Illustration of a point layer hovering over a polygon layer, which is hovering over a polygon layer, which is hovering over a line layer, which is hovering over a raster grid.
Illustration of points, lines, and polygon layers

Vector data models use points and their associated [X and Y] coordinate pairs to represent the vertices of spatial features.The features are the geometries we can see and the attributes (descriptive elements) of these features are stored in a separate database management system. The geospatial information and the attribute information for these models are linked via a simple identification number that is given to each feature on a map. There are three fundamental vector geometries in GIS:

  1. points,
  2. lines, and
  3. polygons.

Geometries

Points

Points are zero-dimensional objects that contain only a single coordinate pair. Points are typically used to model singular, discrete features such as buildings, wells, power poles, sample locations, and so forth. Points have only the property of location. Other types of point features include the node and the vertex.

Specifically, a point is a stand-alone feature, while a node is a topological junction representing a common X, Y coordinate pair between intersecting lines (edges).

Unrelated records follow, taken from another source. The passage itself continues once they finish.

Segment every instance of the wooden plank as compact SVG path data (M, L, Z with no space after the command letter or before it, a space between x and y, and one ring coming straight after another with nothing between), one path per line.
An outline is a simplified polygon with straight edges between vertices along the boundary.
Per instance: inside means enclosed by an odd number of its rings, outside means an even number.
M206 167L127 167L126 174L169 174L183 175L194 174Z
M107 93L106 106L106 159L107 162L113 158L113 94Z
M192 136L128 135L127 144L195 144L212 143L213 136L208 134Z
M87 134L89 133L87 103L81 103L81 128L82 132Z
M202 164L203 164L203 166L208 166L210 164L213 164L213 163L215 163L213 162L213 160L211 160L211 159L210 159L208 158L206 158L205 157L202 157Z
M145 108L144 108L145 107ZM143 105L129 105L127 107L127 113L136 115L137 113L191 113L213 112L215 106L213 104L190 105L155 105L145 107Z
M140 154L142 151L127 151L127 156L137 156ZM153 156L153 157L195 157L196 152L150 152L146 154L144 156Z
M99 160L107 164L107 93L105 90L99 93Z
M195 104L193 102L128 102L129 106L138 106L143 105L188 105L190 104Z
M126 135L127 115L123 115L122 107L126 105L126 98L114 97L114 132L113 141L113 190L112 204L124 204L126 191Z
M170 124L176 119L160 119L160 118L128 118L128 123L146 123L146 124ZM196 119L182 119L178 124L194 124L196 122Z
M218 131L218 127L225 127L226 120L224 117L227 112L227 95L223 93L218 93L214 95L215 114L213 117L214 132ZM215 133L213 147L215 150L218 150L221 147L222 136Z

Vertices are defined as each bend along a line or polygon feature.

Lines

Points can be spatially linked to form more complex features. Lines are one-dimensional features composed of multiple, explicitly connected points. Lines are used to represent linear features such as roads, streams, faults, boundaries, and so forth. Lines have the property of length. Lines that directly connect two nodes are sometimes referred to as chains, edges, segments, or arcs.

Polygons

Polygons are two-dimensional features created by multiple lines (edges) that loop back to create a “closed” feature. In the case of polygons, the first coordinate pair (point) on the first line segment is the same as the last coordinate pair on the last line segment. Polygons are used to represent features such as city boundaries, geologic formations, lakes, soil associations, vegetation communities, and so forth. They can also be used to represent buildings and parcels. Polygons have the properties of area and perimeter. Polygons are also called areas.

Vector Data Model Structures

Vector data models can be structured many ways. We will examine two of the more common data structures here.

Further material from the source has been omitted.